Quelles sont donc ces fonctionnalités et qu’en est-il vraiment des risques associés?

Rappel historique

La seule possibilité pour une application web HTML/JavaScript de stocker des données dans un navigateur était jusqu’à récemment de les stocker dans un cookie. Limités en taille (la spécification exige seulement des navigateurs qu’ils puissent gérer 4096 octets par cookie!), parfois refusés par les navigateurs et nettoyés régulièrement, et assimilés à des logiciels espions par les antivirus, leur fiabilité restait très limitée.

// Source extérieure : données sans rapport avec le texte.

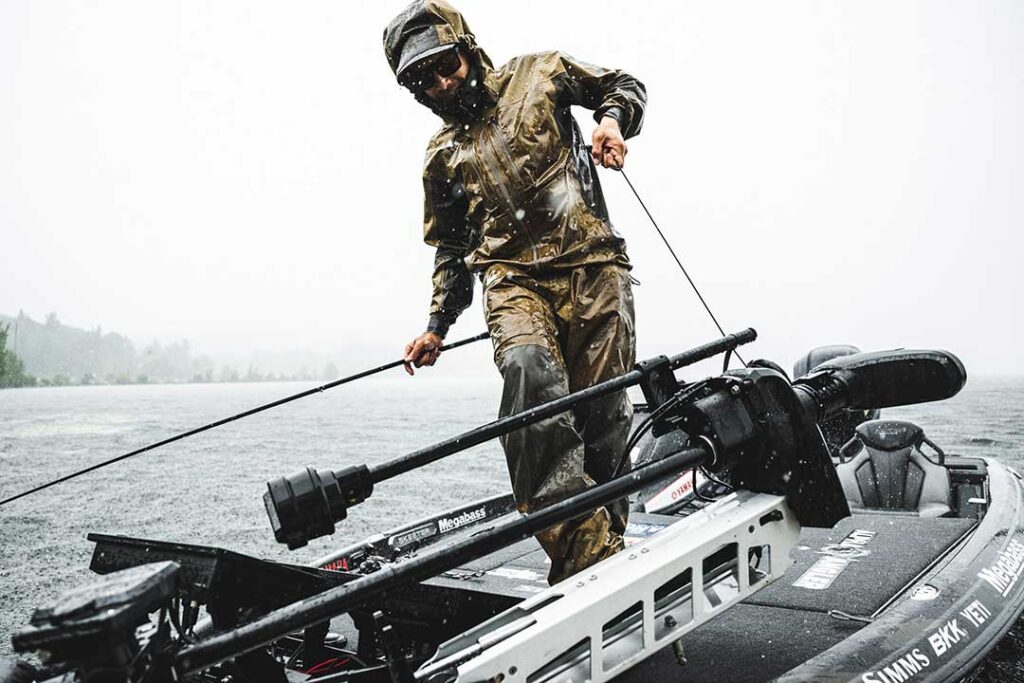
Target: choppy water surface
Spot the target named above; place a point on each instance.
(207, 489)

D’autres technologies à base de plugins, comme Adobe Flash, utilisaient des procédés propriétaires ne répondant pas aux normes du W3C (les « super cookies« ) et très critiquées pour leur opacité (manque de contrôle pour l’utilisateur pour savoir quelles informations sont stockées ou les supprimer). En 2007, Google a sorti Google Gears qui a permis de stocker des données dans le navigateur sous la forme d’une base de  données relationnelle et de disposer en local d’un cache de ressources (cf. les articles publiés par Olivier Mallassi sur le blog OCTO).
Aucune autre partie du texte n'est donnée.